As provocações citadas por Hellen dizem respeito ao processo que Lilian usou para fazer os alunos escreverem sobre o tema. “Primeiro fiz provocações para trabalhar o que eles tinham como memória dos processos de alfabetização, para depois entrar nas técnicas e na história da alfabetização no Brasil. E sempre tentando fazer com que eles percebessem que leitura e escrita são instrumentos de trabalho de um professor, não dá para fugir disso. Deixei tudo absolutamente livre para a produção deles. Não foi preciso interferir nessa coisa de editar o texto e dar um sentido único para a obra inteira. De fato deixamos que os textos tivessem as caras deles, traduzissem cada um”, explica Lilian.

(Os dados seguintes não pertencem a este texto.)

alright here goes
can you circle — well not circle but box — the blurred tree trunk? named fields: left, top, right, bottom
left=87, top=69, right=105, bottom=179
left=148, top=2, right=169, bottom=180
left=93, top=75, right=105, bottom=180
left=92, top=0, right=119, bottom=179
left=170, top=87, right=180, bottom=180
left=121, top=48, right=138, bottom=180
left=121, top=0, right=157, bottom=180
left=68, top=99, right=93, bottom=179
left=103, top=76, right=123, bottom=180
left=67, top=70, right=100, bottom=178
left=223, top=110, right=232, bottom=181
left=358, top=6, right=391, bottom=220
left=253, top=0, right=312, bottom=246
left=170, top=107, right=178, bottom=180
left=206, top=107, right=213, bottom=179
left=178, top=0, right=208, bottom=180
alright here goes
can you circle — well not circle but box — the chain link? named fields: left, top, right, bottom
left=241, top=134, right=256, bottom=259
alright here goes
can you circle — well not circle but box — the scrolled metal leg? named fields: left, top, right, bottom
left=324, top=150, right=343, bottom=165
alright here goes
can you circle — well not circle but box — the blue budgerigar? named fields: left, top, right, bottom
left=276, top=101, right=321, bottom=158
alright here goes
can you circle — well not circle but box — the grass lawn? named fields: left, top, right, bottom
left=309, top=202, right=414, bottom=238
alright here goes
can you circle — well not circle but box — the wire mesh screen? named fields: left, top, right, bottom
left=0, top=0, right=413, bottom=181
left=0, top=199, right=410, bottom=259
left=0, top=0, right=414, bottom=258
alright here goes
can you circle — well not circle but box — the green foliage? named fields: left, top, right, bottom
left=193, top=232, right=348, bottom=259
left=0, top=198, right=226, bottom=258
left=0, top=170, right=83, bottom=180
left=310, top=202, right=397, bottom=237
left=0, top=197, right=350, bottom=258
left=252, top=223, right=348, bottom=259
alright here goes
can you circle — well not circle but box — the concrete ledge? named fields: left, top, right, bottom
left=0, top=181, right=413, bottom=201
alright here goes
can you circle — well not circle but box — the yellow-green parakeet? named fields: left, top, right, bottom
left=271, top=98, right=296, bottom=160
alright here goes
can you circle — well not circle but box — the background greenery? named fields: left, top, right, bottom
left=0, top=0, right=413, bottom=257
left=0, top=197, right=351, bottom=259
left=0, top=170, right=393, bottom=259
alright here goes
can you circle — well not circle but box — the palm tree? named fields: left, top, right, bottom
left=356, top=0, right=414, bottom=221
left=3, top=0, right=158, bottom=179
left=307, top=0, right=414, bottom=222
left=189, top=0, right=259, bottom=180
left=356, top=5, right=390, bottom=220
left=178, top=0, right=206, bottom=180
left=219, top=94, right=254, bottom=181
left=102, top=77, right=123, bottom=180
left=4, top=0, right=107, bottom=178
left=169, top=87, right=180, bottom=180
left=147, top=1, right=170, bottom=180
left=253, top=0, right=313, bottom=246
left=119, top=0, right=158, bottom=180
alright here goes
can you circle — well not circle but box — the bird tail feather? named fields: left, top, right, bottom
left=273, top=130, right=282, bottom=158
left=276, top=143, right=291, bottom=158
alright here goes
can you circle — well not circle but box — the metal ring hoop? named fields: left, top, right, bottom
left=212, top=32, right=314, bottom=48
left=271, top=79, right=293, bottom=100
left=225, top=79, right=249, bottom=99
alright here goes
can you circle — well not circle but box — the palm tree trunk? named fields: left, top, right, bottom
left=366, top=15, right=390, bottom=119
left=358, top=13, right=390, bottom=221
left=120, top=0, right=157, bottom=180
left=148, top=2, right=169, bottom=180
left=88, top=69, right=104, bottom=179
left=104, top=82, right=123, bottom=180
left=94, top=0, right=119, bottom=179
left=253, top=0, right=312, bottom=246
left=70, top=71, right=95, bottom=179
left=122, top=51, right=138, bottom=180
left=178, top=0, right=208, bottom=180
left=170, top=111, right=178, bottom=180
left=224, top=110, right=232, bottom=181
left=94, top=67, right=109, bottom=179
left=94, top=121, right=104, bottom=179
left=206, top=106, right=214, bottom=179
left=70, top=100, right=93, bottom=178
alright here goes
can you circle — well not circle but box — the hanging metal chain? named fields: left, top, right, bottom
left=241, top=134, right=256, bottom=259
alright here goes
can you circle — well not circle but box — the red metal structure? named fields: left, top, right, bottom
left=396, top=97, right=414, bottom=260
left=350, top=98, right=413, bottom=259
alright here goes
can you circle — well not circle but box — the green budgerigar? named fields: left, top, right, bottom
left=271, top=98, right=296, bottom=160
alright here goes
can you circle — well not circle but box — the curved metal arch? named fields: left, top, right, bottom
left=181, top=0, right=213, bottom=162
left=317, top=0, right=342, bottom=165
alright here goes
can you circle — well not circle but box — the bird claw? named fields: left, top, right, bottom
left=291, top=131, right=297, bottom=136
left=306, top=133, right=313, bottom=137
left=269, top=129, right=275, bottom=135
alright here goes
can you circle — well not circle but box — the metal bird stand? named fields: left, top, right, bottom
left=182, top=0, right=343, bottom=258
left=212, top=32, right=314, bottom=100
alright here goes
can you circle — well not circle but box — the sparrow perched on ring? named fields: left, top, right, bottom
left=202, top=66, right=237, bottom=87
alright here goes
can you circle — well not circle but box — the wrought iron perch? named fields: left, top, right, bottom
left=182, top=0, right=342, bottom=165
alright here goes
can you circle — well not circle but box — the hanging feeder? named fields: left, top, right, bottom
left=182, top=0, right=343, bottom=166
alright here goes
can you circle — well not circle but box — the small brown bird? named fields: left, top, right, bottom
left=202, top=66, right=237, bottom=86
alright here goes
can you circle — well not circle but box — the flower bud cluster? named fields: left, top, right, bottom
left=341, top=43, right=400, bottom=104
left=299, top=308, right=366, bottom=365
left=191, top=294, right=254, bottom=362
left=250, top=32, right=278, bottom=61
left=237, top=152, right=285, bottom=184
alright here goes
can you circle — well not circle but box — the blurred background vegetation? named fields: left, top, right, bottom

No contato com cada um dos textos, que variam tanto de um para outro, o processo de resgatar a lembrança da alfabetização mostra-se muito particular, apesar do método de ensino ser exatamente o mesmo. Alguns se recordam até dos cenários das escolas, nomes dos professores e professoras e até da primeira experiência com a união de consoantes e vogais. Já outros se lembram vagamente de como foram seus primeiros contatos com as letras. E todo esse processo de resgate contribuiu para uma turma inteira se despertar para a importância de se enxergar como agente ativa do processo da escrita.
Talvez esteja nesses detalhes – alguns rememorados com certa emoção nas palavras, outros resgatados de condições precárias – o grande trunfo dessa obra: fazer com que futuros pedagogos questionem suas futuras práticas e métodos de ensino. E, para além disso, que os próprios leitores entendam a importância da fase de alfabetização dentro das sociedades. Vale ressaltar que a turma dos 60 alunos é formada por pessoas de idades muito díspares, mas que ainda assim compartilham de muitas experiências em comum sobre a alfabetização – o que pode revelar a necessidade de uma espécie de reforma nessa área.
E é nesse clima de dever cumprido e muitos objetivos acertados que o lançamento oficial do livro foi realizado na Casa Porto, numa troca de orgulho entre a organizadora e seus futuros pedagogos – e quem sabe até escritores.